Suddenly we have a clean house. Suddenly I'm sitting here, on my futon, after a wonderful evening with some friends, and I'm updating a journal I felt like I would never have a chance to use. I have this free time that I wish I could capture in a jar and preserve with ethanol to admire and use at a later point, when there is more of a dire need for it. Since time can't be captured in such a way I'll have to do the next best thing: spend it with the ones I love, indulge in gratuitous amounts of sleep, and let inspiration carry me away.

On that note: I'm borderline falling asleep typing this. Good night, world.

Wednesday, November 10, 2010

[e002] More reading

This has been a long, long semester filled with too much homework and not enough socializing. I miss being able to spend time with my friends without having to stress out over the assignments I could be completing. Final projects are sneaking up on me, and plans for changing the house around have been reaching a slow boil in my head. I’m really looking forward to the short break from this busy schedule around Thanksgiving.

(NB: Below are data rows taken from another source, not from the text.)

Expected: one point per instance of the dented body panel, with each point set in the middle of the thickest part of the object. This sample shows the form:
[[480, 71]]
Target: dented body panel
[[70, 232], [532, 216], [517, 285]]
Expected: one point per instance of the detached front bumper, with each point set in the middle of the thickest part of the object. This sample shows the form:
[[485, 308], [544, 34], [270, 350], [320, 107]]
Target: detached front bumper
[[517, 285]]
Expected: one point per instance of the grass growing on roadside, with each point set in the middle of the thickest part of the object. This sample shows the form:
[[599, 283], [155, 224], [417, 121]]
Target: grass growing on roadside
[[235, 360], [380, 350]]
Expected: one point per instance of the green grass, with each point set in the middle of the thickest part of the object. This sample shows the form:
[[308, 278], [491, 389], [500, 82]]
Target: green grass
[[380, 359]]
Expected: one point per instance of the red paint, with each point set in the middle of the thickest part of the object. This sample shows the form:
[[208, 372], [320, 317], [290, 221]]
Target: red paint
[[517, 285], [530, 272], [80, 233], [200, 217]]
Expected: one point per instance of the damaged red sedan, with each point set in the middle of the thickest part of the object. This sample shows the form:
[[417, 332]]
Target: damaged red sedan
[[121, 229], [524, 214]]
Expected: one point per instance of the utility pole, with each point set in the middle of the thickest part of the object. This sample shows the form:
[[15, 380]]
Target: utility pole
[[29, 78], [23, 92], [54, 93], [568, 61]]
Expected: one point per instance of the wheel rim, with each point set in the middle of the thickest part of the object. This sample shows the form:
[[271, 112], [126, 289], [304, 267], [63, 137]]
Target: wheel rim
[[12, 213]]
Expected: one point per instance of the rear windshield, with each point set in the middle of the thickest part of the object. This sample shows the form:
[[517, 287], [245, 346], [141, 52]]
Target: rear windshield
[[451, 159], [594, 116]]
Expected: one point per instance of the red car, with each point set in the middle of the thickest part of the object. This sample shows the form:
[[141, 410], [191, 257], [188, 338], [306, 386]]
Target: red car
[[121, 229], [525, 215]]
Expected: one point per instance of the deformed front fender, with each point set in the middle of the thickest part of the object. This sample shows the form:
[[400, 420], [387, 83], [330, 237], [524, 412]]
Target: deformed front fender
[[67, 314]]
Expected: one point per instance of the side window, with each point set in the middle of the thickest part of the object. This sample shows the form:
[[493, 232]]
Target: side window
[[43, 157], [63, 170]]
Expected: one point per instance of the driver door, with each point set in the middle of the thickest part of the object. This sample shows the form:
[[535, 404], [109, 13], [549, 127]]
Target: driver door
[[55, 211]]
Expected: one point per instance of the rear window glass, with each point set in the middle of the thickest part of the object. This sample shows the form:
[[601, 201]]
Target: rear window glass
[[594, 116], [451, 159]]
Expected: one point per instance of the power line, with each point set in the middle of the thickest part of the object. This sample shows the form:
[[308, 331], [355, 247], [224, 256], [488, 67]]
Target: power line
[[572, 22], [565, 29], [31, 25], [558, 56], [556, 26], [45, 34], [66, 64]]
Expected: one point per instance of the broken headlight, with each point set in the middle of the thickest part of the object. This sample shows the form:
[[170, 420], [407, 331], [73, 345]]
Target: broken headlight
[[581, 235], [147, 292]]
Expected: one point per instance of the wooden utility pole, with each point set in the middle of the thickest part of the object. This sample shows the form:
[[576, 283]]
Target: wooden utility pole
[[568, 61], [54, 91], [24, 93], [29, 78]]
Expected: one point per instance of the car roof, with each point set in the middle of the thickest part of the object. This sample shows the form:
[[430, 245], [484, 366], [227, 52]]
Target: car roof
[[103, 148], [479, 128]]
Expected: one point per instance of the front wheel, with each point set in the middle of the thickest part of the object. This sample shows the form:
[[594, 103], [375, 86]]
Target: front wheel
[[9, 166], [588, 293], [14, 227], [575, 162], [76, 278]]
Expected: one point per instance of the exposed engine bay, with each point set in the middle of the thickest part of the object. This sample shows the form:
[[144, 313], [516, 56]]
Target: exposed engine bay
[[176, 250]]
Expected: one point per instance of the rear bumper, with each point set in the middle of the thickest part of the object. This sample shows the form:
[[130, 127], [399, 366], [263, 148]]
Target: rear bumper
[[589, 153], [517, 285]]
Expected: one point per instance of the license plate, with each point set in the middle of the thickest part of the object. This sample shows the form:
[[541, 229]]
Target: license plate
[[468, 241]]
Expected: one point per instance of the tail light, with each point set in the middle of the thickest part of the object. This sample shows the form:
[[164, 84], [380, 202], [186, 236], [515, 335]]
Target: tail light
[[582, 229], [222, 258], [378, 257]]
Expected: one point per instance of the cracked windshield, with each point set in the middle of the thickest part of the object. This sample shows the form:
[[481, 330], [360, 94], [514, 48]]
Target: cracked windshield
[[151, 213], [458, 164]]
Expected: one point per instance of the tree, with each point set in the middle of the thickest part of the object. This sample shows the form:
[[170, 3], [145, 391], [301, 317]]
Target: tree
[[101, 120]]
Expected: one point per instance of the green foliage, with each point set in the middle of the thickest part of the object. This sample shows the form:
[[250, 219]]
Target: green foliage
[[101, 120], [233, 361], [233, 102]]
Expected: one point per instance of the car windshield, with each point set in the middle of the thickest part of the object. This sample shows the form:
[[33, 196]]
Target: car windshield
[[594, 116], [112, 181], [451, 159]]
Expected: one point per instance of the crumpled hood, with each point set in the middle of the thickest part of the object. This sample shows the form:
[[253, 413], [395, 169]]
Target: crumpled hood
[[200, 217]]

School aside, I have been working on my 52 books in 52 weeks goal. This doesn’t mean that I’m in the place that I need to be for this to be accomplished, but all the same I’m not so far behind that it’s impossible. I’m on week 17 and have read only 9 books, the most recent 8 being:



(Angela Cater's The Bloody Chamber, John Steinbeck's Travels with Charley, Euripides's Medea, Stephen King's Misery, Everyman by Anonymous, Shakespeare's Richard II, Goblin Quest by Jim C. Hines, and Moliere's Tartuffe)

I’m almost done reading 3 others:



(Aphra Behn's The Rover, Goethe's Faust, and Robert Atkin's ArtSpeak)

I'm pretty sure that once I can start reading general fiction again I'll be cruising through this challenge.

Monday, August 2, 2010

[e001] 52 Books in 52 Weeks

Why not start this first entry with something unrelated to art or science? I was recently browsing Eric Nuzum's blog when I saw he did a challenge of reading 52 books in 52 weeks. I couldn't help but think, "Cool! I definitely want to try that."

I'm that obnoxious person that hates being told that she is incapable of doing something, and being told such makes me want to do it even more. I can say with certainty that I will fail this goal, especially since I am on week three and I still have not finished my first book. Ergo, I want to prove myself wrong and turn these next eleven months into a reading spree, possibly even surpassing 52 books (more than double of what I read last year).